AFTER probably the biggest day of collective FA Cup upsets on Saturday, the Albion faithful arrived in numbers on Sunday for a record Amex attendance – hopeful of adding to the giantkillings and knocking out holders Arsenal.
Unfortunately, Brighton made the age old mistake of possibly giving their opponents too much respect. By standing off them early, Theo Walcott’s strike set the scene and by the time Arsenal had doubled their lead, it really was an uphill struggle for the hosts.
A glimmer of hope came in the shape of Albion pegging one back through Chris O’Grady but all it appeared to do was make the Gunners up their game and increase their lead again.
Albion got another back, courtesy of Sam Baldock, to give us all renewed hope of at least a draw.
Then came, in my opinion, the real bone of contention, when the Albion’s Adrian Colunga hit a speculative shot which appeared to be handled by Arsenal defender Calum Chambers.
Was it a penalty?
In my opinion, cast iron. I’ve seen them given for the same thing at all levels of football, so were the Albion robbed of a spot-kick?
It’s one of the reasons why we all love football, because we will never know what might have happened. Arsenal might argue they should have had a penalty at the other end and they had a couple of chances to extend their lead but, if they go on to retain the trophy at Wembley in May, we can also fall back on the fact that they were a tad fortunate at the Amex in the fourth round.
But, moving forward now, in the same way I was convinced it was a cast iron certainty that the Albion would be relegated under Sami Hyypia, on the flip side with new manager Chris Hughton at the helm, there is no way the Seagulls will be anywhere near the bottom three come the end of the season.

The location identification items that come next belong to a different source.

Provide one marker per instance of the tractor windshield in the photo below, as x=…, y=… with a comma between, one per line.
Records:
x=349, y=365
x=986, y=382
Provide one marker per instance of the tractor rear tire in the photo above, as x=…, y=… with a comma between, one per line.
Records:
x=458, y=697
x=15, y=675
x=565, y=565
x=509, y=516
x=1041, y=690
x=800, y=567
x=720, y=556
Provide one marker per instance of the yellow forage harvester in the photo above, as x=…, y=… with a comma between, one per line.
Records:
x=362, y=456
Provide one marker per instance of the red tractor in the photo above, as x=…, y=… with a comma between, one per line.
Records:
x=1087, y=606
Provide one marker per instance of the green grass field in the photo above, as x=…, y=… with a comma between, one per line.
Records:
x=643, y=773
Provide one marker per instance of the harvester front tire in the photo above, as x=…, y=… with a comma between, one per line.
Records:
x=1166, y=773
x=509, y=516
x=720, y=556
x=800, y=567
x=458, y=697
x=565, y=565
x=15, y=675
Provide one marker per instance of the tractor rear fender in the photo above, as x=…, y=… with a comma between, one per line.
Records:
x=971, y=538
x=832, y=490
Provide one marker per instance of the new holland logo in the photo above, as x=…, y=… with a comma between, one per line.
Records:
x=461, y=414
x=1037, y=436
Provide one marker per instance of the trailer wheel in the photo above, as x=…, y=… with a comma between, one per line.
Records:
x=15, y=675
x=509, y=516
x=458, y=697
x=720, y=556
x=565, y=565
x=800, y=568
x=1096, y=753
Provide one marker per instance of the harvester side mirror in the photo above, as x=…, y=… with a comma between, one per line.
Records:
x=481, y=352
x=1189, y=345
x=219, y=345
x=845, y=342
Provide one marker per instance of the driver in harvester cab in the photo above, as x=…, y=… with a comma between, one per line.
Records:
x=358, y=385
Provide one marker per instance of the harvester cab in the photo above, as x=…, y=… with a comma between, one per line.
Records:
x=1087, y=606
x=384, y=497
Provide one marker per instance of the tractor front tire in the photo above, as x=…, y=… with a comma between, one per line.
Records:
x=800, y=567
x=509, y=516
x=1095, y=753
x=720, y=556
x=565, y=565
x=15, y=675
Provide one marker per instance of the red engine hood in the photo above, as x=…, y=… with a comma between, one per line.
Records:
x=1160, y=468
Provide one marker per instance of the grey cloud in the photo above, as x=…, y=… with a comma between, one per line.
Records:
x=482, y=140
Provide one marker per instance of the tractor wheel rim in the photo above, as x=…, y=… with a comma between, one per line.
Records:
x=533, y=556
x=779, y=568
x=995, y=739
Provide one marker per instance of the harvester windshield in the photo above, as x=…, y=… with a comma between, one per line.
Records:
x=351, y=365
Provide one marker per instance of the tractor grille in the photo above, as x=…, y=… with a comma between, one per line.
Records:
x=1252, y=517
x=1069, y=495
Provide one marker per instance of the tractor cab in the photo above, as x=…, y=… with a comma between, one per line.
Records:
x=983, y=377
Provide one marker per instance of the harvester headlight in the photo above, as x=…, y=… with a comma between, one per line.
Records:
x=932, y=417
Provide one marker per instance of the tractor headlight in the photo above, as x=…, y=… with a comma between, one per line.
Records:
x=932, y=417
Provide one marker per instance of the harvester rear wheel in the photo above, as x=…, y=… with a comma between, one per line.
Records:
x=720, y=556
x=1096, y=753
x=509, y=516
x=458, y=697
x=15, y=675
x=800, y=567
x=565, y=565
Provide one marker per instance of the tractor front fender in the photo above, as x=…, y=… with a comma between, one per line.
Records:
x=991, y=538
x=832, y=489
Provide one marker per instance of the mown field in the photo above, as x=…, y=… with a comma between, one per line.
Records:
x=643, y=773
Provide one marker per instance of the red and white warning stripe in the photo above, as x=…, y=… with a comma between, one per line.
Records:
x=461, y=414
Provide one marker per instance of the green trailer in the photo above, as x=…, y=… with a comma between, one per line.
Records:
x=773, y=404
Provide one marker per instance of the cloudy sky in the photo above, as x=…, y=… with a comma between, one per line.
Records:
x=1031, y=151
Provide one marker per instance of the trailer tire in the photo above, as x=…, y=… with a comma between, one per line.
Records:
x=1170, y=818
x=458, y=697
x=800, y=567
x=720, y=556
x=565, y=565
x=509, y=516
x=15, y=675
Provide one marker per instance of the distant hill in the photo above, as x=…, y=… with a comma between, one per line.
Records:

They will finish, if not in the top ten, very near, possibly around seven or eight points short of a play-off place.
That will just prove, beyond doubt, that had they sacked Hyypia in late October or early November, when they should have, and got Hughton back then, they would have been in the mix at the end of the campaign.
n Elsewhere, the Ryman Youth League title race hots up with Bognor, Worthing and Burgess Hill breaking away with a ten-point gap from fourth-placed Horsham.
Last Thursday, victory at Lewes for the young Rebels came courtesy of perhaps one of the youngest youth teams to have been fielded in the club’s history, with not one second year in the starting line-up or amongst the used substitutes.
A hard-fought victory at home to Three Bridges followed on Monday, with February being a pivotal month in the season with back-to-back league games against the Hillians and a visit to Bognor.
Next up at Woodside for the under-18s is the visit of Hastings on February 9.
I know the lads would appreciate the support of the Worthing footballing public as the season reaches a potential exciting conclusion.
And, while winning is always an added bonus, development is still the key.
With the number of former Rebels under-18s now playing in both the under-21s and the first team, that statistic still remains the envy of many other clubs in the Ryman League.